Parasitic Wasps belong to the order Hymenoptera, which contains more parasites than any other insect order. Many insects in the order Hymenoptera, such as wasps, sawflies, ants and bees, are not parasitic.

Parasitic Wasps

Parasitic Wasp

Adults of many species are very small (ranging from 1/100 to 3/4 inch long) and often go unnoticed. They vary in shape and coloration but usually have long, thread-like (filiform) antennae or they may appear elbowed, clear or colored wings with characteristic venation and a narrow “waist” between the thorax and abdomen. Females of many species have a spine-like egg-laying structure (ovipositor) at the tip of the abdomen.

Larval stages are usually not observed unless they are dissected from hosts or detected on the host (external parasites). They are usually cream colored, legless and tapered at both ends. Occasionally, caterpillars are observed with white silken cocoons of parasites (Braconidae) attached to their bodies. Stages of immature whiteflies parasitized with Encarsia formosa are darker or black when late in the parasite development compared to yellowish to creamy healthy ones.

Aphids are hosts for species in the subfamily Aphidiinae (Braconidae) such as Aphidius spp. and others in the family Aphelinidae . Parasitized aphids, called “aphid mummies”, appear puffed up, brown and hardened. The adult parasitic wasps chew a round hole in the abdomen to emerge.

Parasitic Wasp

Parasitic Wasp

Mouthparts of larvae and adults are for chewing. Larval stages of parasitic wasps develop inside or outside of a single host during one or more of the host’s developmental stages (egg, larvae, pupae or adult). Those that kill their hosts are called parasitoids. Most insect groups (including aphids, beetles, caterpillars, flies, sawflies, scale insects and true bugs) are attacked by parasitic wasps. Many species are host specific, developing in one or a limited number of related host species.

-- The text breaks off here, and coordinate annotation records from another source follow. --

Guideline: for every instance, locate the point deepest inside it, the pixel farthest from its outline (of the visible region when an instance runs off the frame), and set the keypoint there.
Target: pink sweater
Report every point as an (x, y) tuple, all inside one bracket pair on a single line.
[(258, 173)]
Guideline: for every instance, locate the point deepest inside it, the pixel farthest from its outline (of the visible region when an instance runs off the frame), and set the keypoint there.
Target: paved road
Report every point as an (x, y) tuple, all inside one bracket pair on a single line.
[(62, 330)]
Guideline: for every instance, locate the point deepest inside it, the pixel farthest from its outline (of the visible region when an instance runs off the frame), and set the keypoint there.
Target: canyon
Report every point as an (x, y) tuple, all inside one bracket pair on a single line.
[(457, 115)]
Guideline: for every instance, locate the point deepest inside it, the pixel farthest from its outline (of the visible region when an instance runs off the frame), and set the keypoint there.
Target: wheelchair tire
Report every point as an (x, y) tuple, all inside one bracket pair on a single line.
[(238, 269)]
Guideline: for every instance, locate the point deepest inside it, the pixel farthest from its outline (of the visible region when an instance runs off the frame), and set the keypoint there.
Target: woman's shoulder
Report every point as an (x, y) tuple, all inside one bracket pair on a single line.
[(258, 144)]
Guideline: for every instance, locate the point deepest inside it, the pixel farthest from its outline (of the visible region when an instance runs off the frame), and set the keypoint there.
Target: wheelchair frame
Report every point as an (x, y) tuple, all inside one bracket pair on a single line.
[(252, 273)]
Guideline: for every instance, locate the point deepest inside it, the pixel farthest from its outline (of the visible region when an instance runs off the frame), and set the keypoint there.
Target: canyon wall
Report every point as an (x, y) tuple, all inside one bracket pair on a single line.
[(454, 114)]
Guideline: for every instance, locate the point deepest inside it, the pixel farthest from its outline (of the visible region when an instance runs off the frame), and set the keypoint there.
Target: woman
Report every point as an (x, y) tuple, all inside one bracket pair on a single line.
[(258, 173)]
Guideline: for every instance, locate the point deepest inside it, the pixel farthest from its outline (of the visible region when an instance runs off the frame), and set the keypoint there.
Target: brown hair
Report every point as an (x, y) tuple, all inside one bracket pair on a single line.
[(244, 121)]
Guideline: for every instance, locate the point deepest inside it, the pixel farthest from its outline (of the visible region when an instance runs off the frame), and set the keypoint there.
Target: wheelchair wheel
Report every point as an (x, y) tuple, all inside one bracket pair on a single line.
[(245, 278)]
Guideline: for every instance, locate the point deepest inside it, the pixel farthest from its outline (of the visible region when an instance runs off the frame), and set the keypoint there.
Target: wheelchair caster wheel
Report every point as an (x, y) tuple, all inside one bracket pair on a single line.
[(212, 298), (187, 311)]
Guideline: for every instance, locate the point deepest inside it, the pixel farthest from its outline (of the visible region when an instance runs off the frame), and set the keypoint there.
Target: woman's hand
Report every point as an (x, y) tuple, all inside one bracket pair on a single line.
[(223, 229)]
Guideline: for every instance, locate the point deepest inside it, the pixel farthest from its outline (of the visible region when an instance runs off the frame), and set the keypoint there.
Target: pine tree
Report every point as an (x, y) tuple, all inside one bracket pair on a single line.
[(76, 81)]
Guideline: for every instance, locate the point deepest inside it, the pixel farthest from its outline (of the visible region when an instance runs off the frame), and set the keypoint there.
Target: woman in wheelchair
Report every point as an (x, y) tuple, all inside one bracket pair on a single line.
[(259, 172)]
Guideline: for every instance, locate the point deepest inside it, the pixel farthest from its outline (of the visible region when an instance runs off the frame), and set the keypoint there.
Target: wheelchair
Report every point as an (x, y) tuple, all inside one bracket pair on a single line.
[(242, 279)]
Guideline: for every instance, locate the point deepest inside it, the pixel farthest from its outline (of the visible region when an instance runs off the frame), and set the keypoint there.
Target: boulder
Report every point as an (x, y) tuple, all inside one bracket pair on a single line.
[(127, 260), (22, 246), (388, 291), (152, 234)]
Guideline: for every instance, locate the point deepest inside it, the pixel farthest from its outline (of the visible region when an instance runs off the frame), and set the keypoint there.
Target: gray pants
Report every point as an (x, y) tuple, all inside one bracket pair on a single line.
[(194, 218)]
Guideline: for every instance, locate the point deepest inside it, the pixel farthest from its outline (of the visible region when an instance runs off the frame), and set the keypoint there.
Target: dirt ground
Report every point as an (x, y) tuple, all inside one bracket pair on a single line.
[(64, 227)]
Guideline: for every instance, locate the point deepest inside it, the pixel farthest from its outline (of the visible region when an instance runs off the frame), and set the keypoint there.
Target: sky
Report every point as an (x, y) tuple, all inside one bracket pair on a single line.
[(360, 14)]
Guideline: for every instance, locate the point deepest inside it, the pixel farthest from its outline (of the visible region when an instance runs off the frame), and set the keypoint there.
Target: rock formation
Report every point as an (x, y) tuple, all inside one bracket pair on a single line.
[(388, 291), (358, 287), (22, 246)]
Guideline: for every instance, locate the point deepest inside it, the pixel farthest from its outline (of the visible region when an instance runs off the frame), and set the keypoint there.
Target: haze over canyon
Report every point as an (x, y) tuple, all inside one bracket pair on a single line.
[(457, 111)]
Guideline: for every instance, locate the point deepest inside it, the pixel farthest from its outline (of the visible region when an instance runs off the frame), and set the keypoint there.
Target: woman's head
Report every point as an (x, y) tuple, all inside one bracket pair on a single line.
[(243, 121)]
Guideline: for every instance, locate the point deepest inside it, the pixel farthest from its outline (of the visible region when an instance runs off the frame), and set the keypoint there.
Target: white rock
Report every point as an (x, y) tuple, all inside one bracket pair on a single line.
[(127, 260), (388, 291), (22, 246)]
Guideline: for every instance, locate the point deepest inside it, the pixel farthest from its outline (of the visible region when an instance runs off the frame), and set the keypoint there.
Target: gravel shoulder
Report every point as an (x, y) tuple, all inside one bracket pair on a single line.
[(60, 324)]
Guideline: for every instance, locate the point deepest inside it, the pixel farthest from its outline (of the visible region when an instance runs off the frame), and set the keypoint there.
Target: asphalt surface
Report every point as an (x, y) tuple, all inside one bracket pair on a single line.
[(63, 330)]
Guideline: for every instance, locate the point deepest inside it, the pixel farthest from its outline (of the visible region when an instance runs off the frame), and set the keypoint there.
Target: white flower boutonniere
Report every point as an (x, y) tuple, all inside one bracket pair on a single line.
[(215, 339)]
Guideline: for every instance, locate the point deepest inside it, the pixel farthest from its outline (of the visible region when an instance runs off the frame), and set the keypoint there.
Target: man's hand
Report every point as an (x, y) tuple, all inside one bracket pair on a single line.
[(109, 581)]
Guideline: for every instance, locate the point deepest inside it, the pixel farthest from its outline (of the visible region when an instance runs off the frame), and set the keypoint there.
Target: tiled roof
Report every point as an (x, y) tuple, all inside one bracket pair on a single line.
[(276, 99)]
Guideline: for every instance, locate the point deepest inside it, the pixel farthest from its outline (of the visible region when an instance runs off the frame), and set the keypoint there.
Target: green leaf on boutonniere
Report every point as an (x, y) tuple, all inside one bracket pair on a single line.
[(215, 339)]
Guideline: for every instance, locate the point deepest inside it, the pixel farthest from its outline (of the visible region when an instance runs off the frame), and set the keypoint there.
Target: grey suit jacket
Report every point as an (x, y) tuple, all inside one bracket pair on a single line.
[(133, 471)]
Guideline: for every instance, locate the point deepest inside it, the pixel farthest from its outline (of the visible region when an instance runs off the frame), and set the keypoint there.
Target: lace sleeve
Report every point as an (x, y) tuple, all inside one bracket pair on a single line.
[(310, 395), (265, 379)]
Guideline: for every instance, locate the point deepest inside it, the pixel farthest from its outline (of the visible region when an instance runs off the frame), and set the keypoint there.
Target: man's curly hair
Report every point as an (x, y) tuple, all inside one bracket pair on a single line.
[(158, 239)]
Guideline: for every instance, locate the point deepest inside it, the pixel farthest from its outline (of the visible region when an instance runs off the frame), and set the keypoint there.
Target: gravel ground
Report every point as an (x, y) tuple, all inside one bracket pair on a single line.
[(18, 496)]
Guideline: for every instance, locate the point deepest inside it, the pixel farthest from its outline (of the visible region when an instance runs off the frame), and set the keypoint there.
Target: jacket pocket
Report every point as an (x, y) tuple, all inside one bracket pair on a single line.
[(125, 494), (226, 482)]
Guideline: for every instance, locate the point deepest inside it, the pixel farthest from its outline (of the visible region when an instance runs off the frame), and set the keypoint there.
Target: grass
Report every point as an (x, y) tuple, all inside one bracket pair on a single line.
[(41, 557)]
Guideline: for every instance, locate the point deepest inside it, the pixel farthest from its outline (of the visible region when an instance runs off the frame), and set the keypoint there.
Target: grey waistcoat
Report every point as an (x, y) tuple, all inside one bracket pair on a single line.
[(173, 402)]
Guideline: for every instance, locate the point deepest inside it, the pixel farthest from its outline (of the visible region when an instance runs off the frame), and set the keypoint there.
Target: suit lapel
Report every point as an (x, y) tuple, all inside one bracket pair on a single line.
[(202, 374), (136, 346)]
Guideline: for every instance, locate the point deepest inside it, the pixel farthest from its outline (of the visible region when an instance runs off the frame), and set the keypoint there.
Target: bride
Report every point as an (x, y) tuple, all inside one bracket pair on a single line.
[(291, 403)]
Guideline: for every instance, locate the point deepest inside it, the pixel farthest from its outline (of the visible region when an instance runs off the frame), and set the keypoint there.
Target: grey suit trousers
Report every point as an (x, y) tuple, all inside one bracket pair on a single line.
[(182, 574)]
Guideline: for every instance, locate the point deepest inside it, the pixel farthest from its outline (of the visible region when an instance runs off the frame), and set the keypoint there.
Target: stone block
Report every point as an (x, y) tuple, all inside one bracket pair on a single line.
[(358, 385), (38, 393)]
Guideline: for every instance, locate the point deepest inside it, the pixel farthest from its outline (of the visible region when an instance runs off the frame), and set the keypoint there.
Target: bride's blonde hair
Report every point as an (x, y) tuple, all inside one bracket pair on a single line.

Life Cycle: The adult female wasp lays an egg in or on the body of a host insect. Common host insects in cropping systems are the aphids and larvae of Lepidoptera and Coleoptera. The egg hatches, and the larva feed in or on the host, eventually killing it. In some species, a single egg will produce multiple offspring.

If the larvae feed internally in a host, the wasp larvae may pupate in the body of the host or emerge from the body and pupate outside the host. If the larvae feed externally on a host, the wasp larvae will pupate outside the body of the host. Adults will mate, and multiple generations will occur per year. Overwintering stages are variable and in some species are unknown.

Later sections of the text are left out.